"You will perish in that lace mantle," said Miss Rose, kindly. "You had better wear my shawl; these spring nights are chilly."
Cherrie accepted the offer, rolled her lace up in a copy of the "Speckport Spouter," and started on her homeward journey. The street lamps were lit, the shop windows ablaze with illumination, and the cold, keen stars were cleaving sharp and chill through the blue concave above. A pale young crescent moon shone serene in their midst, but it might have been an old oil-lamp for all Miss Nettleby cared, in her present irate and vexed frame of mind. But there was balm in Gilead; a step was behind her, a man's step, firm and quick; a tall form was making rapid head-way in her direction. Cherrie looked behind, half frightened, but there was no mistaking that commanding presence, that military stride, in the handsome face with the thick black mustache, looking down upon her.
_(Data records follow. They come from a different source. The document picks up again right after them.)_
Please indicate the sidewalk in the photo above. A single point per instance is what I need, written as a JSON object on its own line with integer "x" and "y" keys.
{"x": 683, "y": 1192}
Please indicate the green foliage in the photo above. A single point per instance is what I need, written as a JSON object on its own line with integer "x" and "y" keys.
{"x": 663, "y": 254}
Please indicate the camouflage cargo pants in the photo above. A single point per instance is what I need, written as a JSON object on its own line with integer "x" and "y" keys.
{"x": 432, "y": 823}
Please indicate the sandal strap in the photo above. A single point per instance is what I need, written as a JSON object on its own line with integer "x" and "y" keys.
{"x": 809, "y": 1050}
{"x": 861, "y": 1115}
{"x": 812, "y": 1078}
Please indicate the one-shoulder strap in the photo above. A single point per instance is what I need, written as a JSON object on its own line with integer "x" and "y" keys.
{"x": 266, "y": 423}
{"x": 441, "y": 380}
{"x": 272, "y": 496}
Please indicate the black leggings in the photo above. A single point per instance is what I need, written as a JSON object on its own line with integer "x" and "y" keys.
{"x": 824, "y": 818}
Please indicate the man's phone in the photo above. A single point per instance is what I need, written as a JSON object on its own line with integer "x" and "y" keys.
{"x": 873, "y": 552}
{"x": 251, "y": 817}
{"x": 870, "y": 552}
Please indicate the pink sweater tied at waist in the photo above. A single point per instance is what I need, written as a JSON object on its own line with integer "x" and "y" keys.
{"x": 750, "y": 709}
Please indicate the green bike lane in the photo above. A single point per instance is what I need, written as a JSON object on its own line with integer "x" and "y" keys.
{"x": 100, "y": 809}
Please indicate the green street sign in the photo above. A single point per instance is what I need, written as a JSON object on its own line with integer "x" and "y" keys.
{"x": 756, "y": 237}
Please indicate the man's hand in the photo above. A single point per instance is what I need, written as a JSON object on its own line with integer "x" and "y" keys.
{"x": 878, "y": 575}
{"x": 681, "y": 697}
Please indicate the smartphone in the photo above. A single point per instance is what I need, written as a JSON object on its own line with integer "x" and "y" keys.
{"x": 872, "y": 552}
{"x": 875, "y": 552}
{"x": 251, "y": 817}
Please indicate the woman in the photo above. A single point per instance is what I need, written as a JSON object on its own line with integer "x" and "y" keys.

Cherrie's heart was bounding, but how was he to know that.
"I knew it was you, Cherrie," he said, familiarly. "Are you not afraid to take so long and lonely a walk at this hour?"
"I couldn't help it," said Cherrie, all her good humor returning. "There was no one to come with me. I was down at Mrs. Marsh's, and Charley wasn't home."
"I don't want you to go to Mrs. Marsh's, and I am glad Charley wasn't home."
"I didn't go to see Charley," said Cherrie, coquettishly. "I wanted a book, and I wanted to see Miss Rose. Do you know where Charley is?"
"He is up at Redmon."
"And you are going there, too, I suppose."
"I am going to see you home, just now. Let me carry that parcel, Cherrie, and don't walk so fast. There's no hurry, now that I am with you. Cherrie, you looked like an angel this afternoon, in Queen Street."
As we do not generally picture angelic beings in shot silks and blue parasols, not to speak of turban hats, it is to be presumed Captain Cavendish's ideas on the subject must have been somewhat vague. Cherrie obeyed his injunction not to hurry, and it was an hour before they reached the cottage.